Research by Dr. Stacy Pyett of Wageningen University says that the world is already producing sufficient plant protein to feed the entire population.
About 520 million tons of plant protein are produced annually, with a third of this wasted either during processing, storage, or by consumers. This leaves 346 million tons remaining. However, around 50% of this is currently turned into livestock feed.
Based on the minimum amount of protein required for good health, 172 million tons would be needed annually to feed eight billion people. Even with a more generous protein allowance, equivalent to the amount currently eaten by the Dutch population, only 227 million tons would be needed. This means that if the world transitioned to a plant-based diet, the amount of protein currently being produced would be more than adequate to feed everyone.

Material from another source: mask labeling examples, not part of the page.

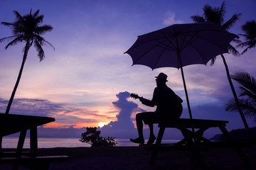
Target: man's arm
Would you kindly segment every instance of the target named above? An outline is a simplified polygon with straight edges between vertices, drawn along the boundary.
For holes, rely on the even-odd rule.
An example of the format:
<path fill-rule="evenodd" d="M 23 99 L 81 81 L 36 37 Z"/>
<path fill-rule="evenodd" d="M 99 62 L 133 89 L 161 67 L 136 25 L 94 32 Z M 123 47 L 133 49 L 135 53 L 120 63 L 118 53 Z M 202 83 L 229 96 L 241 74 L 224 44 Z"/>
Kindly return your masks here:
<path fill-rule="evenodd" d="M 139 98 L 139 101 L 142 103 L 142 104 L 144 104 L 147 106 L 154 107 L 156 106 L 154 102 L 146 98 Z"/>

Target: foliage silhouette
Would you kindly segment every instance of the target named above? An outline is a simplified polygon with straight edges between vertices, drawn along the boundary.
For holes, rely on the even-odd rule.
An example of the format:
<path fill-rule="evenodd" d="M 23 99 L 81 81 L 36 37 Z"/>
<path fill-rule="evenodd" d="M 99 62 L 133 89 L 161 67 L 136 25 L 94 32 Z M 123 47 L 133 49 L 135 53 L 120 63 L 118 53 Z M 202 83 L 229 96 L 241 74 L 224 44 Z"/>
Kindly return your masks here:
<path fill-rule="evenodd" d="M 9 46 L 16 45 L 18 42 L 25 42 L 26 45 L 23 49 L 23 57 L 21 67 L 6 108 L 6 114 L 9 113 L 15 93 L 21 80 L 24 64 L 27 58 L 30 47 L 32 46 L 32 45 L 34 45 L 36 51 L 38 52 L 38 56 L 40 59 L 40 62 L 42 61 L 45 57 L 45 54 L 42 46 L 47 43 L 53 47 L 53 46 L 49 42 L 46 41 L 43 37 L 41 36 L 41 35 L 43 35 L 46 32 L 51 31 L 53 30 L 53 27 L 49 25 L 41 25 L 44 16 L 38 15 L 39 10 L 37 10 L 33 14 L 32 14 L 32 10 L 31 10 L 29 14 L 25 15 L 23 16 L 21 16 L 21 14 L 16 11 L 14 11 L 14 12 L 16 16 L 16 21 L 14 22 L 1 22 L 2 25 L 10 27 L 12 29 L 13 35 L 1 38 L 0 42 L 4 40 L 11 40 L 11 42 L 7 44 L 7 45 L 5 47 L 5 49 L 7 49 Z"/>
<path fill-rule="evenodd" d="M 233 99 L 230 99 L 226 105 L 225 110 L 229 112 L 235 112 L 240 107 L 245 115 L 252 118 L 256 123 L 256 81 L 246 72 L 238 71 L 231 75 L 231 78 L 240 84 L 240 98 L 239 106 Z"/>
<path fill-rule="evenodd" d="M 210 6 L 206 5 L 203 8 L 203 16 L 196 15 L 196 16 L 192 16 L 191 18 L 196 23 L 201 23 L 201 22 L 218 23 L 220 24 L 223 28 L 228 30 L 239 19 L 239 17 L 241 14 L 240 13 L 234 14 L 227 22 L 223 23 L 224 16 L 226 13 L 225 5 L 225 1 L 223 1 L 222 3 L 220 8 L 216 8 L 216 7 L 213 8 Z M 236 42 L 239 42 L 239 40 L 237 40 Z M 228 46 L 228 50 L 234 55 L 239 55 L 238 51 L 234 47 L 233 47 L 231 45 L 230 45 Z M 234 88 L 234 85 L 233 84 L 233 82 L 232 82 L 232 80 L 230 78 L 230 72 L 228 69 L 227 62 L 225 61 L 224 55 L 220 55 L 220 56 L 223 61 L 223 64 L 224 64 L 224 66 L 225 66 L 225 68 L 226 70 L 228 80 L 230 84 L 231 91 L 232 91 L 232 93 L 234 96 L 235 101 L 237 103 L 237 105 L 239 106 L 238 97 L 238 95 L 236 94 L 236 92 L 235 92 L 235 88 Z M 215 58 L 212 60 L 210 65 L 214 64 L 215 60 Z M 245 125 L 245 129 L 247 130 L 251 139 L 252 139 L 253 137 L 252 137 L 251 132 L 250 132 L 249 126 L 246 121 L 245 115 L 242 113 L 242 109 L 240 108 L 239 107 L 238 107 L 238 111 L 239 111 L 239 113 L 242 118 L 242 123 Z"/>
<path fill-rule="evenodd" d="M 253 48 L 256 46 L 256 22 L 255 21 L 246 22 L 242 26 L 242 30 L 245 34 L 239 34 L 245 38 L 245 41 L 240 42 L 237 47 L 246 47 L 246 48 L 242 52 L 241 55 L 243 55 L 249 49 Z"/>
<path fill-rule="evenodd" d="M 114 141 L 114 137 L 103 137 L 100 136 L 100 131 L 97 128 L 86 128 L 86 132 L 82 133 L 82 138 L 79 141 L 91 144 L 91 147 L 114 147 L 118 144 Z"/>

Plant-based diets and land use
The new research supports the conclusions of several previous studies. Earlier this year, data found that a fully plant-based world would require 75% less farmland than is currently used. A separate report in April suggested that the land use, water use, and carbon emissions required for alt-protein production were 80% lower than those required for typical European diets.
A 2020 report by the Nuffield Council on Bioethics found that the production of plant-based meat uses between 47% and 99% less land than conventional meat. The same year, another study reported that replacing just 10% of animal products with plant-based alternatives would save an area of land the size of Germany.
“This study provides detailed and robust information about the true price of consumption of animal proteins and their vegetable alternatives. This work is an important step in helping people to understand how the decisions we make about our protein consumption impact our environment,” said Björn Witte, CEO of Blue Horizon.